What RBAC that?
Role-based access control (Role-Based Access Control) as the traditional access control (Discretionary Access, Mandatory Access) instead of promising received widespread attention.
In RBAC, permissions associated with the role, by becoming a member of the appropriate user roles and permissions to get those roles. Greatly simplifies administrative privileges.
RBAC support three well-known security principles: principle of least privilege principle of separation of duties, data abstraction principle .
(1) because RBAC can be configured to the user's role user to complete a minimum set of permissions required for the task.

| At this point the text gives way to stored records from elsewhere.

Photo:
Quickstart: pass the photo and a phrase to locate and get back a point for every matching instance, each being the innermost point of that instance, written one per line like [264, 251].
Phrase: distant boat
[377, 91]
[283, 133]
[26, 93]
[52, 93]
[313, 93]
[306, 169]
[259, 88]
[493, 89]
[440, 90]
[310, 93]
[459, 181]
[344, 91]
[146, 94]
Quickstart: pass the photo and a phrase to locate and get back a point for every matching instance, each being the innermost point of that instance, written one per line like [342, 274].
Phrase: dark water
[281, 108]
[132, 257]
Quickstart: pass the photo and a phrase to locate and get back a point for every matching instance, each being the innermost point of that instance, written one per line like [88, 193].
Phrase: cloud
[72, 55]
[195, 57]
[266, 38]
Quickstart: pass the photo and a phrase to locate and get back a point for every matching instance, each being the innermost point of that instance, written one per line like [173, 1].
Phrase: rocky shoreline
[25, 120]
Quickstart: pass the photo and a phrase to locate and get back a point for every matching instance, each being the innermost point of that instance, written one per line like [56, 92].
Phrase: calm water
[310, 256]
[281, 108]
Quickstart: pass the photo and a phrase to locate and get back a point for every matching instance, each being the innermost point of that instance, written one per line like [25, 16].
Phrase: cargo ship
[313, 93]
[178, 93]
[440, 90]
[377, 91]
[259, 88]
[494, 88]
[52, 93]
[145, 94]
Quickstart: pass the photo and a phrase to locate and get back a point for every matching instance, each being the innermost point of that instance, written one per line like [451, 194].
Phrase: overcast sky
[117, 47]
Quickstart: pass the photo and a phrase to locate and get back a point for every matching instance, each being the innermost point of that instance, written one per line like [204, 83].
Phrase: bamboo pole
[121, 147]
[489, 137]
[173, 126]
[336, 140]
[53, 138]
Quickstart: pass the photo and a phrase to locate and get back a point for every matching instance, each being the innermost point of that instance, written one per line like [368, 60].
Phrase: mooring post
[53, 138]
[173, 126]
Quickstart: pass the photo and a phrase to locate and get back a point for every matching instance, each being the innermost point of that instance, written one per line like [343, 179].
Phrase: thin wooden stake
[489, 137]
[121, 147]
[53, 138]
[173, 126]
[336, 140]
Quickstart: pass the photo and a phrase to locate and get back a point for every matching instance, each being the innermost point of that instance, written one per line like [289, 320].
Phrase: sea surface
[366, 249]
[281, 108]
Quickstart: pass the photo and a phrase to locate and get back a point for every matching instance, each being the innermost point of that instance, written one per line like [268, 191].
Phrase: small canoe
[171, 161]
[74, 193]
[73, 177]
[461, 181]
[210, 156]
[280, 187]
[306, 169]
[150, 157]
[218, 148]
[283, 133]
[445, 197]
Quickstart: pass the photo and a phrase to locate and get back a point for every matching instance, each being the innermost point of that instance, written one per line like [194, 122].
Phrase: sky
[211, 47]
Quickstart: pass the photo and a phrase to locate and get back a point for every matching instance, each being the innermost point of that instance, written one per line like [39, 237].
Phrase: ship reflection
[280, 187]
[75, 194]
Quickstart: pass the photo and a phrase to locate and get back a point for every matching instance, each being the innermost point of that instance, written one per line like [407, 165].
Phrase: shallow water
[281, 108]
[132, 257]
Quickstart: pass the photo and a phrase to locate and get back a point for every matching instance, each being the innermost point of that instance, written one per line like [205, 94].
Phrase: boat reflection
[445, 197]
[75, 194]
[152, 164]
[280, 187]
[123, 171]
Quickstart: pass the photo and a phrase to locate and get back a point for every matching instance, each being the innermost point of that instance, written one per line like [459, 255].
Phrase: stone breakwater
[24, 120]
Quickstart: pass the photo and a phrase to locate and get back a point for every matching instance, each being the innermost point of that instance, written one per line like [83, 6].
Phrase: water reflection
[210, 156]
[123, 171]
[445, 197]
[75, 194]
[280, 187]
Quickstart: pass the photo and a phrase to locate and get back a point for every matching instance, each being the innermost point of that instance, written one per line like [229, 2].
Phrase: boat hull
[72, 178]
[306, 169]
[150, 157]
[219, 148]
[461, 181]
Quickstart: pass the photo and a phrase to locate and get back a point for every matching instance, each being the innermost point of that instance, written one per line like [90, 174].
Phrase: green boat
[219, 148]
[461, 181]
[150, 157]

(2) may be sensitive to jointly complete the task by calling the independent mutually exclusive roles.
(3) to reflect the principle of data abstraction by abstract rights. eg: abstract authority finance operating loans, deposits, etc., without actually operating system provides read, write, and execute permissions.
The focus is on the relationship between RBAC Role, and User, Permission of.
Become a User assignment (UA) and permission assignment (PA) relationship of both sides are Many-to-Many relationship. That many relationships.
a session element is more obscure in the RBAC. Each session is a mapping of a user to more role mappings. When a user activates all his characters a subset of, the establishment of a session. associated with each user and a single session, and each user can be associated with one or more session.
Group concept
In the RBAC system, User is actually playing the role (Role), can be used to replace Actor User. At the same time the Group introduced the concept of RBAC. Group can be seen as Actor. User will correspond to a specific person. Group introduced the concept of roles can solve the same people, you can also solve the problem of authorized organizations. ( RBAC in the Group and the Group GBAC different : GBAC used for the operating system, and his Group directly associated rights, in fact RBAC also draws on some of the concepts of GBAC.)